O que pode estar por trás do aumento de
mortes por ataques de cães no Brasil
A cabeleireira Maria
Teresa dos Santos, 51 anos, viu sua vida mudar após ser atacada pelo cachorro
da família em julho do ano passado.
A moradora de Taubaté
(SP) estava sozinha em casa quando, ao se abaixar para brincar com o animal,
foi atacada por ele.
"Ele veio,
colocou a cabeça no meu ombro e fiz carinho. Quando me virei, ele me mordeu no
pescoço. Não sei o porquê de ele ter feito isso, ele não latiu e nem
rosnou", conta.
Segundo Maria Teresa,
nesse momento ela caiu no chão e passou a ser mordida diversas vezes pelo
animal, que criava havia quatro anos. Ela relata que tentou se levantar
vagarosamente para não assustar o cachorro, mas não conseguiu.
A cabeleireira então
passou a gritar e a pedir ajuda aos vizinhos, que foram até o portão do imóvel
para tentar atrair a atenção do animal e, assim, cessar o ataque.
"Eu fiquei uns 40
minutos no chão. Ele mordia e parava. Achei que não iria sobreviver e comecei a
rezar", recorda.
"O Samu chegou
para me socorrer, mas não podia entrar por causa do cachorro. Foi quando meu
namorado chegou, abriu a porta da casa e mandou o cachorro entrar, e ele
obedeceu", diz.
A cabeleireira foi
socorrida em estado grave com mordidas no rosto, cabeça e braços.
No hospital, precisou
passar por cirurgias — uma delas para amputar o braço direito. Ela ficou 28
dias hospitalizada, sendo 14 deles em coma na UTI (Unidade de Terapia
Intensiva).
"Os médicos não
me deram muitas chances de vida, mas eu estou aqui e sou um milagre de Deus.

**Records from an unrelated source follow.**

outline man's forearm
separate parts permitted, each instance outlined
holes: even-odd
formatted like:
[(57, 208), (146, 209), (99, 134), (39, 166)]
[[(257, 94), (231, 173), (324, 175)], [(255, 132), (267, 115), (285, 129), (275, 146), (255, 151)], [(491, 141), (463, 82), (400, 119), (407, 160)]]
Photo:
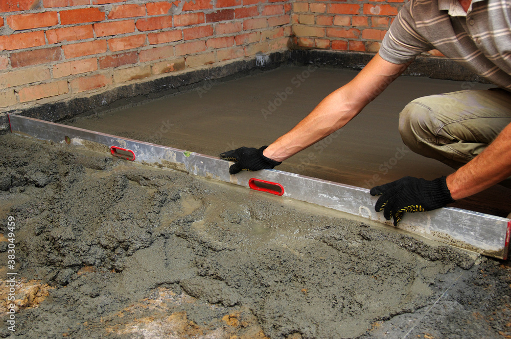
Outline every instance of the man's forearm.
[(350, 83), (331, 93), (296, 126), (264, 150), (283, 161), (347, 123), (399, 76), (408, 65), (396, 65), (376, 55)]
[(478, 155), (447, 178), (451, 196), (475, 194), (511, 176), (511, 124)]

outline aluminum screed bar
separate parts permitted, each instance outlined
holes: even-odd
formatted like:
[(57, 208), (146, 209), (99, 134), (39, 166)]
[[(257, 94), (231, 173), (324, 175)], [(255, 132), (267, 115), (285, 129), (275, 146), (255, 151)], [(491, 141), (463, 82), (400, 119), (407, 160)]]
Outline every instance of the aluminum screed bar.
[[(229, 174), (232, 163), (165, 146), (49, 122), (15, 114), (11, 132), (53, 144), (81, 145), (112, 156), (160, 168), (230, 182), (391, 225), (374, 210), (369, 190), (277, 170)], [(453, 207), (406, 213), (399, 228), (464, 249), (506, 259), (511, 220)]]

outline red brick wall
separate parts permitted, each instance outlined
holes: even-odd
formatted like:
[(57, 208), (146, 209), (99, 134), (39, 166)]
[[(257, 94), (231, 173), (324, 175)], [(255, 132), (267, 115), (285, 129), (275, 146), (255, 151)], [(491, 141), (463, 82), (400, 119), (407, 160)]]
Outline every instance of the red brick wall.
[(297, 1), (291, 22), (303, 47), (375, 53), (404, 0)]
[(404, 1), (0, 0), (0, 108), (285, 50), (290, 39), (375, 53)]
[(0, 107), (286, 49), (291, 7), (281, 0), (0, 0)]

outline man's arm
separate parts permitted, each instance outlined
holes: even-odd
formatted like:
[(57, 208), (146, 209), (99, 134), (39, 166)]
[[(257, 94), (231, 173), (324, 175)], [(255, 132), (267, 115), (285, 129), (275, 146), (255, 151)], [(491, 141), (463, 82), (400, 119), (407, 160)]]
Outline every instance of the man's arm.
[(358, 114), (408, 65), (391, 63), (377, 54), (353, 80), (323, 99), (292, 129), (264, 149), (263, 155), (281, 162), (328, 136)]
[(511, 124), (479, 155), (447, 176), (454, 200), (479, 193), (511, 176)]

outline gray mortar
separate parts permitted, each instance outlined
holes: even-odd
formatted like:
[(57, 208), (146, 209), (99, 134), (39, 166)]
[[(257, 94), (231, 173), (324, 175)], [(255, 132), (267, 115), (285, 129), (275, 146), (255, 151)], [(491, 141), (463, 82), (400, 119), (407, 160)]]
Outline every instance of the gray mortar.
[[(474, 265), (392, 227), (71, 146), (5, 135), (0, 149), (17, 278), (55, 288), (17, 314), (11, 337), (150, 337), (106, 329), (157, 321), (157, 309), (126, 310), (158, 288), (196, 298), (169, 311), (190, 326), (220, 331), (237, 312), (272, 339), (511, 334), (507, 262)], [(247, 328), (236, 334), (256, 337)], [(3, 325), (0, 337), (10, 334)]]

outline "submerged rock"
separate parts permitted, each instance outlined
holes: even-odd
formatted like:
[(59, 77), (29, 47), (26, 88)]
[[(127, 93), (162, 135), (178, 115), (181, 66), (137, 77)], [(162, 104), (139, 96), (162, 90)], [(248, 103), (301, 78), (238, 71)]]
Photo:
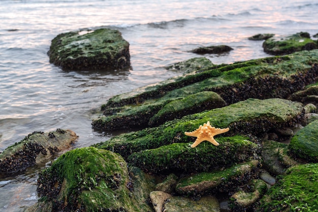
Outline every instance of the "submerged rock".
[(123, 69), (130, 66), (129, 43), (117, 30), (60, 34), (52, 41), (50, 62), (66, 70)]
[(267, 40), (274, 37), (275, 34), (257, 34), (252, 37), (249, 37), (248, 40), (251, 41), (262, 41), (263, 40)]
[(228, 52), (233, 49), (227, 45), (211, 46), (208, 47), (199, 47), (191, 51), (191, 52), (196, 54), (222, 54)]
[(318, 48), (316, 41), (310, 39), (307, 32), (289, 36), (280, 36), (266, 40), (263, 43), (264, 52), (274, 55), (282, 55), (295, 52)]
[[(149, 120), (166, 105), (175, 100), (185, 103), (183, 99), (203, 91), (216, 93), (227, 104), (249, 98), (285, 98), (316, 80), (317, 63), (318, 50), (312, 50), (203, 68), (114, 96), (102, 106), (103, 115), (92, 125), (107, 131), (160, 124), (169, 116), (161, 116), (157, 123)], [(197, 112), (211, 108), (204, 104), (198, 108)], [(187, 108), (186, 105), (178, 108)], [(187, 110), (184, 115), (187, 113), (193, 112)], [(182, 115), (170, 114), (169, 120)]]
[(0, 154), (0, 173), (22, 171), (36, 163), (43, 162), (56, 153), (70, 148), (77, 139), (73, 131), (60, 129), (29, 134)]
[[(196, 138), (185, 135), (184, 132), (194, 130), (208, 121), (216, 128), (229, 127), (227, 136), (237, 134), (257, 135), (271, 129), (301, 122), (303, 119), (302, 111), (300, 103), (288, 100), (249, 99), (221, 108), (186, 116), (181, 119), (167, 122), (158, 127), (114, 136), (106, 142), (94, 146), (119, 153), (124, 158), (141, 150), (158, 148), (176, 143), (188, 143), (181, 145), (182, 149), (190, 148), (189, 143), (194, 142)], [(167, 146), (167, 150), (169, 147), (173, 146)]]
[(41, 198), (28, 209), (41, 211), (39, 205), (51, 205), (54, 211), (150, 211), (133, 192), (144, 192), (144, 188), (134, 188), (132, 183), (120, 155), (92, 147), (76, 149), (39, 174)]
[(317, 211), (317, 163), (289, 168), (261, 200), (257, 211)]
[(318, 162), (318, 120), (299, 130), (292, 138), (289, 149), (297, 157)]

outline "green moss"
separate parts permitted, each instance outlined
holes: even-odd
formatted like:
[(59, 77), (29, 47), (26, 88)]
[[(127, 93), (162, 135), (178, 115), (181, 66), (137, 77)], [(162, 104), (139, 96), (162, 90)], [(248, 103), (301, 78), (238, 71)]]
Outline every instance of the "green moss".
[(129, 182), (126, 162), (119, 155), (84, 148), (67, 152), (41, 173), (38, 190), (58, 209), (142, 210), (145, 203), (135, 199), (126, 187)]
[(292, 138), (289, 148), (300, 158), (318, 162), (318, 120), (299, 130)]
[(129, 156), (128, 162), (151, 173), (208, 171), (248, 160), (258, 151), (257, 145), (241, 136), (219, 137), (217, 141), (217, 147), (206, 142), (195, 148), (181, 143), (143, 150)]
[(318, 164), (289, 168), (261, 200), (264, 211), (318, 210)]
[(227, 134), (256, 134), (294, 121), (302, 109), (301, 104), (284, 99), (250, 99), (222, 108), (186, 116), (158, 127), (114, 136), (94, 146), (113, 151), (125, 158), (132, 153), (140, 150), (175, 143), (193, 142), (195, 138), (184, 135), (184, 132), (193, 131), (208, 121), (216, 128), (230, 127)]

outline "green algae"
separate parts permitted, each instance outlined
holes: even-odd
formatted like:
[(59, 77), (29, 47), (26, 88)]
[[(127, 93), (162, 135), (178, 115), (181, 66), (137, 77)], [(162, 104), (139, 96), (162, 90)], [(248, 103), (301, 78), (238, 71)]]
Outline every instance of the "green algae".
[(195, 148), (179, 143), (145, 150), (130, 155), (127, 161), (150, 173), (208, 171), (248, 160), (259, 146), (241, 136), (220, 137), (216, 147), (206, 142)]
[(289, 168), (260, 201), (258, 211), (318, 211), (318, 164)]
[(318, 120), (299, 130), (292, 138), (289, 149), (296, 157), (318, 162)]
[(52, 41), (50, 62), (66, 69), (124, 68), (130, 65), (129, 44), (116, 30), (97, 29), (83, 35), (71, 32)]
[(317, 48), (316, 42), (310, 39), (310, 36), (306, 32), (270, 38), (263, 43), (263, 47), (265, 52), (275, 55), (311, 50)]
[(192, 131), (207, 121), (216, 128), (229, 127), (230, 135), (252, 134), (280, 127), (298, 120), (303, 108), (300, 103), (282, 99), (249, 99), (221, 108), (189, 115), (158, 127), (114, 136), (93, 145), (119, 153), (126, 158), (132, 153), (157, 148), (176, 143), (194, 142), (184, 132)]
[[(149, 126), (149, 119), (167, 104), (205, 91), (215, 92), (228, 104), (251, 97), (285, 98), (313, 82), (317, 75), (318, 67), (314, 65), (317, 62), (318, 51), (312, 50), (203, 68), (196, 73), (112, 97), (103, 106), (103, 110), (114, 112), (104, 112), (104, 115), (94, 120), (92, 125), (93, 128), (101, 130), (108, 130), (110, 126), (112, 129), (121, 128), (125, 126), (121, 122), (129, 122), (125, 120), (133, 117), (135, 119), (130, 127)], [(155, 107), (158, 104), (160, 107)], [(134, 110), (131, 110), (132, 105), (135, 105)], [(147, 107), (149, 110), (145, 109)], [(204, 107), (202, 109), (201, 111)], [(116, 110), (119, 111), (118, 114)], [(110, 117), (108, 118), (108, 116)], [(117, 116), (117, 118), (112, 120), (112, 116)], [(142, 118), (138, 120), (136, 117)]]
[(40, 173), (38, 191), (42, 200), (52, 201), (57, 210), (135, 211), (144, 211), (144, 207), (149, 209), (129, 190), (129, 181), (127, 165), (119, 155), (83, 148), (63, 154)]
[(204, 194), (216, 191), (235, 192), (237, 187), (250, 180), (252, 173), (258, 169), (259, 162), (257, 160), (234, 164), (221, 170), (198, 173), (181, 179), (177, 185), (176, 191), (181, 195)]

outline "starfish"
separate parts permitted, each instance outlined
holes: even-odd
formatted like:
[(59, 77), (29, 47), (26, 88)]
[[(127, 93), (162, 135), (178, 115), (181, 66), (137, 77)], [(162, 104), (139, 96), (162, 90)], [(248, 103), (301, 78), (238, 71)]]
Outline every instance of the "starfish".
[(200, 127), (192, 132), (184, 132), (186, 135), (197, 137), (197, 139), (191, 147), (194, 148), (203, 140), (207, 140), (211, 142), (215, 146), (218, 146), (219, 144), (214, 139), (213, 136), (218, 134), (226, 132), (230, 130), (229, 127), (225, 129), (216, 128), (210, 125), (210, 122), (208, 121), (206, 124), (204, 123), (203, 126), (200, 125)]

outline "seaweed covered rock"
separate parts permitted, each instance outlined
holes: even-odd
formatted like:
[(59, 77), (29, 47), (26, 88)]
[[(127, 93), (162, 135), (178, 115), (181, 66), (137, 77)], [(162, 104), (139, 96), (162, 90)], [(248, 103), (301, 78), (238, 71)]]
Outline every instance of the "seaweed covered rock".
[(129, 43), (117, 30), (60, 34), (48, 52), (50, 62), (66, 70), (123, 69), (130, 66)]
[(250, 160), (259, 147), (241, 136), (220, 137), (216, 147), (202, 143), (196, 148), (188, 143), (173, 144), (135, 152), (128, 162), (150, 173), (209, 171), (219, 166)]
[(318, 48), (316, 41), (310, 39), (307, 32), (299, 32), (289, 36), (279, 36), (266, 40), (263, 43), (264, 52), (282, 55), (303, 50)]
[(233, 193), (251, 180), (259, 165), (258, 160), (252, 160), (226, 169), (221, 165), (221, 170), (219, 168), (212, 172), (201, 172), (181, 179), (176, 191), (186, 196)]
[(262, 180), (253, 180), (231, 196), (230, 208), (234, 211), (246, 211), (261, 198), (267, 191), (266, 184)]
[(182, 72), (187, 74), (198, 71), (202, 68), (208, 68), (215, 66), (211, 60), (206, 57), (194, 57), (185, 61), (177, 62), (166, 67), (167, 70)]
[[(52, 205), (53, 211), (150, 211), (135, 196), (131, 183), (120, 155), (92, 147), (76, 149), (39, 174), (42, 198), (37, 205)], [(29, 209), (41, 209), (36, 206)]]
[(269, 38), (272, 38), (274, 37), (274, 36), (275, 36), (275, 34), (257, 34), (249, 37), (248, 39), (251, 41), (262, 41), (263, 40), (267, 40)]
[(257, 211), (317, 211), (317, 163), (293, 166), (268, 190)]
[(229, 127), (227, 136), (239, 133), (257, 135), (271, 129), (301, 122), (303, 119), (302, 111), (300, 103), (288, 100), (249, 99), (221, 108), (186, 116), (158, 127), (122, 134), (94, 146), (119, 153), (126, 158), (132, 153), (141, 150), (176, 143), (194, 142), (195, 138), (185, 135), (184, 132), (194, 130), (207, 121), (216, 128)]
[[(317, 80), (317, 63), (318, 50), (312, 50), (203, 68), (114, 96), (103, 105), (103, 114), (92, 125), (106, 131), (148, 127), (150, 119), (166, 104), (174, 100), (181, 102), (203, 91), (217, 93), (228, 104), (249, 98), (287, 98)], [(207, 109), (199, 109), (197, 112)], [(165, 117), (162, 119), (158, 124)]]
[(222, 54), (228, 52), (233, 49), (227, 45), (211, 46), (208, 47), (199, 47), (191, 51), (191, 52), (204, 54)]
[(57, 152), (70, 148), (77, 139), (76, 134), (70, 130), (33, 132), (0, 154), (0, 173), (22, 171), (44, 162)]
[(173, 196), (164, 205), (165, 212), (219, 212), (220, 204), (211, 196), (205, 196), (195, 201), (189, 198)]
[(299, 130), (292, 138), (289, 149), (297, 157), (318, 162), (318, 120)]

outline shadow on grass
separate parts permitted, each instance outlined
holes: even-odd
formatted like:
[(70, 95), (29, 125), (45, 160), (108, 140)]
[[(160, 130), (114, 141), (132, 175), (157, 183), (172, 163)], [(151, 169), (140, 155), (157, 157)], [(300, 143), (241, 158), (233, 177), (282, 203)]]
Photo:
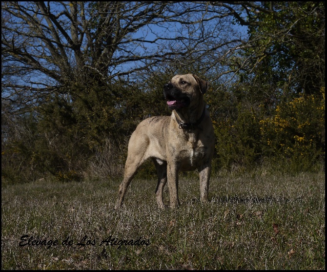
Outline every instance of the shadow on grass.
[(214, 197), (211, 199), (212, 203), (278, 203), (286, 204), (289, 202), (290, 200), (284, 196), (266, 195), (263, 197), (257, 196), (239, 196), (238, 195), (228, 196)]

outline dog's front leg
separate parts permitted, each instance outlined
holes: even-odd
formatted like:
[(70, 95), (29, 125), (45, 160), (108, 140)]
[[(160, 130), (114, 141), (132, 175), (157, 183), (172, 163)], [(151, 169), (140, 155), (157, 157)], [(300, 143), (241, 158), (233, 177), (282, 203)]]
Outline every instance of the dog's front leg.
[(178, 168), (173, 163), (168, 163), (167, 179), (170, 196), (170, 208), (177, 208), (180, 205), (178, 199)]
[(202, 165), (199, 168), (200, 174), (200, 199), (201, 202), (208, 202), (209, 191), (209, 181), (211, 171), (211, 166), (210, 163)]

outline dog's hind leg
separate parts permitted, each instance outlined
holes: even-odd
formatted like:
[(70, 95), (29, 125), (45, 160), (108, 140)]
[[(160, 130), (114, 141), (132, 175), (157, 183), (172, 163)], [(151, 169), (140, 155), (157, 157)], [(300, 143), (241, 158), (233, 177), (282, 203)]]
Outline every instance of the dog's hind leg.
[(135, 160), (133, 161), (133, 159), (130, 156), (127, 157), (125, 165), (124, 179), (119, 186), (118, 198), (116, 203), (115, 209), (119, 209), (123, 205), (123, 201), (124, 200), (126, 191), (141, 164), (139, 162), (136, 161)]
[(156, 166), (158, 174), (158, 184), (156, 188), (156, 200), (160, 209), (164, 209), (163, 199), (164, 188), (167, 182), (167, 162), (159, 159), (153, 158), (153, 162)]

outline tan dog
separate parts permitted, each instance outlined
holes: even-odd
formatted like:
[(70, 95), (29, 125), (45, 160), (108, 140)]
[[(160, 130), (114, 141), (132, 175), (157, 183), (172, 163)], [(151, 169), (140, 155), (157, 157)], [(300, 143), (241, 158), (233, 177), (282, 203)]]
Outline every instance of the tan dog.
[(164, 208), (163, 191), (167, 180), (170, 207), (179, 205), (179, 171), (198, 169), (200, 200), (207, 201), (215, 144), (212, 124), (203, 100), (207, 89), (205, 81), (191, 74), (175, 76), (164, 85), (164, 94), (172, 113), (143, 121), (132, 134), (116, 209), (121, 206), (137, 170), (149, 158), (158, 173), (156, 198), (160, 208)]

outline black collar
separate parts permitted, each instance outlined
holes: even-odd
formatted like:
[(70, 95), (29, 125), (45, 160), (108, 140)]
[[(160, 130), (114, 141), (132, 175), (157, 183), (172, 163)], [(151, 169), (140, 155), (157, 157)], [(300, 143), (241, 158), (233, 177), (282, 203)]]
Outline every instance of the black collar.
[(183, 121), (181, 121), (181, 120), (179, 120), (179, 119), (176, 116), (175, 116), (175, 117), (176, 118), (176, 121), (177, 121), (178, 125), (180, 125), (180, 128), (183, 128), (183, 129), (194, 129), (195, 127), (196, 127), (196, 126), (198, 126), (200, 123), (201, 123), (202, 120), (203, 120), (203, 119), (204, 118), (205, 115), (205, 105), (204, 105), (204, 107), (203, 109), (202, 115), (201, 115), (201, 117), (200, 118), (200, 119), (199, 119), (195, 123), (193, 123), (193, 124), (187, 124), (187, 123), (183, 123)]

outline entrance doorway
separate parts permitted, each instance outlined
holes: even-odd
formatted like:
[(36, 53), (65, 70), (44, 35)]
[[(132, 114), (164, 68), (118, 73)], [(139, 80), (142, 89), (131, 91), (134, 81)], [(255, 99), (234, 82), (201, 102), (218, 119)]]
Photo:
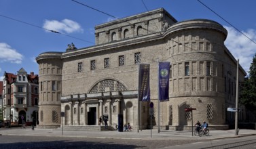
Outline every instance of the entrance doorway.
[(20, 111), (18, 112), (18, 124), (25, 124), (26, 116), (26, 112), (24, 110)]
[(96, 125), (96, 107), (89, 108), (89, 112), (87, 112), (88, 125)]

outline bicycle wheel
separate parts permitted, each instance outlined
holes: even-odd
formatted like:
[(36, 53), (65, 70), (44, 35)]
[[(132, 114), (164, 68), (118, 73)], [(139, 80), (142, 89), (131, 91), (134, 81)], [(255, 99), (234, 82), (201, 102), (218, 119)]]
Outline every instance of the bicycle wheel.
[(198, 131), (195, 129), (195, 130), (194, 130), (194, 135), (196, 135), (196, 133), (198, 133)]
[(201, 136), (202, 135), (202, 133), (203, 133), (202, 130), (200, 129), (200, 130), (198, 131), (198, 135), (199, 135), (200, 137), (201, 137)]

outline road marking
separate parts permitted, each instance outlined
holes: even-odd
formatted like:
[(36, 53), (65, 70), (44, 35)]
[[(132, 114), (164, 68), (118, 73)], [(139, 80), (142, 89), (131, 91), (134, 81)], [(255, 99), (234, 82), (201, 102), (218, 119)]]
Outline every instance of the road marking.
[(194, 143), (192, 143), (192, 144), (201, 144), (202, 143), (202, 142), (194, 142)]
[(213, 140), (213, 142), (219, 142), (219, 141), (221, 141), (222, 140)]

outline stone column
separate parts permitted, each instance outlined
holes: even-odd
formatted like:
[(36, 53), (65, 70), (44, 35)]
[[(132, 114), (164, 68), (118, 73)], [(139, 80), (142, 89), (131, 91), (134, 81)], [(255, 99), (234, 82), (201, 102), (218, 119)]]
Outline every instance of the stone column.
[(108, 114), (109, 114), (109, 125), (112, 125), (112, 117), (111, 117), (111, 100), (107, 100), (107, 102), (108, 103)]
[(84, 125), (86, 125), (86, 102), (83, 102), (81, 103), (83, 105), (84, 105)]
[(134, 37), (134, 28), (135, 28), (135, 25), (131, 24), (130, 25), (130, 30), (132, 31), (132, 37)]
[(96, 107), (96, 125), (98, 125), (98, 119), (99, 119), (99, 108), (98, 103), (97, 104), (97, 107)]
[(148, 26), (149, 22), (148, 22), (148, 20), (145, 21), (144, 24), (145, 24), (145, 28), (147, 29), (147, 30), (146, 30), (147, 34), (148, 34), (149, 33), (149, 26)]
[(69, 103), (69, 107), (70, 107), (70, 122), (68, 123), (68, 125), (70, 125), (71, 124), (73, 125), (73, 103), (72, 102)]
[(122, 28), (118, 28), (118, 40), (122, 39)]
[(98, 100), (98, 102), (100, 102), (100, 115), (99, 115), (99, 117), (101, 117), (101, 124), (100, 124), (100, 125), (103, 125), (103, 100)]

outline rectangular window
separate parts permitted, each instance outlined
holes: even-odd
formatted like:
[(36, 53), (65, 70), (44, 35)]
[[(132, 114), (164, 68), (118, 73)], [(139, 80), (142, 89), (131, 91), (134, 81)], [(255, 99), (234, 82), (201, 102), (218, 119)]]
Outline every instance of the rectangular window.
[(18, 86), (18, 92), (23, 92), (23, 87)]
[(77, 66), (77, 71), (78, 72), (81, 72), (82, 70), (83, 70), (83, 68), (82, 68), (82, 66), (83, 66), (83, 63), (82, 62), (79, 62), (78, 63), (78, 66)]
[(116, 113), (116, 106), (113, 106), (113, 113)]
[(141, 52), (134, 54), (134, 64), (139, 64), (141, 63)]
[(40, 84), (41, 84), (41, 85), (40, 85), (40, 90), (43, 91), (43, 82), (41, 82)]
[(81, 108), (80, 113), (81, 113), (81, 114), (83, 114), (83, 113), (84, 113), (84, 108)]
[(52, 91), (56, 91), (55, 81), (52, 82)]
[(109, 58), (104, 58), (104, 68), (109, 68)]
[(211, 75), (211, 62), (206, 62), (206, 75), (207, 76)]
[(18, 104), (23, 104), (23, 98), (18, 98)]
[(185, 75), (189, 75), (189, 62), (185, 62)]
[(119, 66), (124, 66), (124, 56), (119, 56)]
[(91, 70), (95, 70), (96, 69), (96, 63), (95, 60), (91, 61)]
[(107, 113), (107, 106), (104, 107), (104, 112)]
[(169, 78), (172, 78), (172, 65), (170, 65), (170, 73), (169, 73)]

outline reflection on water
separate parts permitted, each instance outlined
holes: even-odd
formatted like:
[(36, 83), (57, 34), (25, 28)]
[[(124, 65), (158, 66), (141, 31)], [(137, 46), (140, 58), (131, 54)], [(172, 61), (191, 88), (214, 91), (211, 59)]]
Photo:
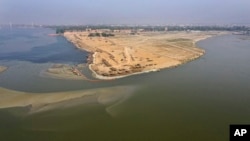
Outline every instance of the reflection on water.
[[(123, 99), (121, 103), (103, 96), (101, 104), (27, 117), (15, 116), (25, 108), (2, 109), (0, 135), (7, 140), (41, 141), (227, 141), (229, 124), (250, 123), (250, 40), (240, 37), (201, 41), (198, 45), (206, 54), (177, 68), (101, 83), (71, 81), (82, 89), (136, 84), (138, 89), (128, 97), (119, 95), (127, 90), (107, 93)], [(51, 87), (63, 89), (69, 81), (52, 82)]]

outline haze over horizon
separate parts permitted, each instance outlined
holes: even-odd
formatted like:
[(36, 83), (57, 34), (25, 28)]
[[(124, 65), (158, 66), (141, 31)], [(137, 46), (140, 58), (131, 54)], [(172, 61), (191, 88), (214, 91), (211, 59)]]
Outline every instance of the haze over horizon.
[(0, 0), (0, 24), (249, 24), (249, 6), (249, 0)]

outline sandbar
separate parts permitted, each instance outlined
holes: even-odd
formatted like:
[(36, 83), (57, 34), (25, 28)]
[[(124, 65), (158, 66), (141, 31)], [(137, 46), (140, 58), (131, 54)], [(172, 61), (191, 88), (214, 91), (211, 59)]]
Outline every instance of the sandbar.
[(221, 32), (115, 33), (112, 37), (92, 37), (88, 31), (65, 32), (77, 48), (92, 54), (89, 69), (98, 79), (171, 68), (199, 58), (205, 50), (196, 43)]
[(43, 71), (42, 76), (48, 76), (56, 79), (69, 79), (69, 80), (87, 80), (84, 74), (80, 71), (84, 66), (68, 64), (54, 64), (52, 67)]
[[(28, 93), (0, 87), (0, 109), (27, 107), (28, 115), (82, 104), (102, 104), (110, 109), (136, 90), (135, 86), (117, 86), (69, 92)], [(107, 111), (113, 115), (112, 112)]]

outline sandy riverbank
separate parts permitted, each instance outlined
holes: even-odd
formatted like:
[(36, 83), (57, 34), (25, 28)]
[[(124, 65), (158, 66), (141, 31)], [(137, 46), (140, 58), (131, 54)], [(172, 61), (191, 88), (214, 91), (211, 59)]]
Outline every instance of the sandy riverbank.
[(89, 68), (99, 79), (116, 79), (170, 68), (194, 60), (205, 51), (196, 42), (220, 32), (116, 33), (114, 37), (89, 37), (89, 32), (66, 32), (76, 47), (92, 52)]
[(106, 111), (114, 115), (114, 112), (110, 111), (110, 107), (127, 99), (135, 89), (134, 86), (119, 86), (70, 92), (26, 93), (0, 87), (0, 109), (27, 107), (28, 112), (26, 114), (34, 114), (96, 103), (106, 106)]
[(83, 65), (70, 66), (67, 64), (54, 64), (46, 71), (43, 71), (41, 75), (56, 79), (87, 80), (80, 71), (83, 67)]
[(8, 68), (5, 66), (0, 66), (0, 73), (6, 71)]

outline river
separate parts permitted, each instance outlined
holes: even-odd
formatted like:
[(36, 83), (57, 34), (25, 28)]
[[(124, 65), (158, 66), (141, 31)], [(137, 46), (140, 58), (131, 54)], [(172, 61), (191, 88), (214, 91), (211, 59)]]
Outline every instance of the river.
[(0, 65), (9, 67), (0, 74), (1, 87), (37, 93), (123, 85), (138, 89), (110, 108), (115, 117), (101, 104), (31, 116), (18, 116), (26, 110), (21, 107), (1, 109), (0, 137), (6, 141), (228, 141), (230, 124), (250, 123), (248, 36), (223, 35), (200, 41), (197, 45), (206, 54), (177, 68), (92, 83), (40, 77), (39, 72), (53, 63), (85, 61), (86, 52), (76, 50), (62, 37), (47, 36), (53, 30), (11, 32), (6, 35), (0, 30)]

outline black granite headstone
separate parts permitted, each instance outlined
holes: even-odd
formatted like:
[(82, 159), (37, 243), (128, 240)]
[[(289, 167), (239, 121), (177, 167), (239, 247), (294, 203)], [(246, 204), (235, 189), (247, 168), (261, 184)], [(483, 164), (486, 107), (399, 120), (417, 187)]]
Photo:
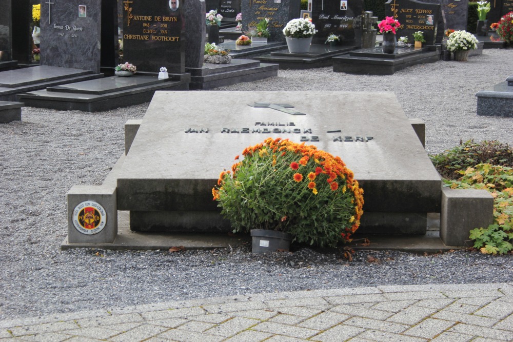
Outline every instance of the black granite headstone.
[[(137, 70), (185, 70), (186, 0), (123, 0), (123, 56)], [(204, 15), (203, 14), (204, 25)]]
[(312, 23), (318, 32), (312, 43), (323, 44), (332, 33), (340, 36), (343, 45), (361, 46), (363, 0), (314, 1)]
[(234, 22), (241, 13), (241, 0), (221, 0), (218, 13), (223, 16), (223, 21)]
[(101, 0), (42, 0), (42, 65), (100, 72)]
[(416, 0), (388, 0), (385, 4), (385, 15), (393, 17), (401, 23), (396, 30), (397, 36), (407, 36), (409, 42), (413, 42), (413, 32), (422, 31), (426, 40), (424, 44), (427, 45), (435, 43), (439, 23), (443, 23), (441, 13), (439, 4)]
[(186, 68), (201, 68), (203, 64), (205, 13), (205, 0), (188, 0), (185, 4)]
[(12, 59), (12, 27), (11, 4), (10, 0), (3, 2), (4, 5), (0, 11), (0, 61)]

Perdi um braço e quando saí do hospital, não tinha movimentos no outro. Apesar
de sentir muitas dores, minha recuperação considero que foi rápida. Fiz seis meses
de fisioterapia e agora faço terapia ocupacional para tentar retomar os
movimentos da mão", conta.
Quanto ao animal, a
cabeleireira diz que foi recolhido pelo centro de zoonoses. Depois disso, não
teve mais informações sobre ele.
O cachorro, segundo
Maria Teresa, não tinha raça definida, mas era de porte grande, pesando em
torno de 50 kg. Ele chegou à família quando filhote e tinha quatro anos na
época do ataque.
"Ele era muito
dócil e não estranhava as pessoas. Ele sempre interagia com as clientes do
salão a ponto de encostar nelas e pedir carinho", lembra.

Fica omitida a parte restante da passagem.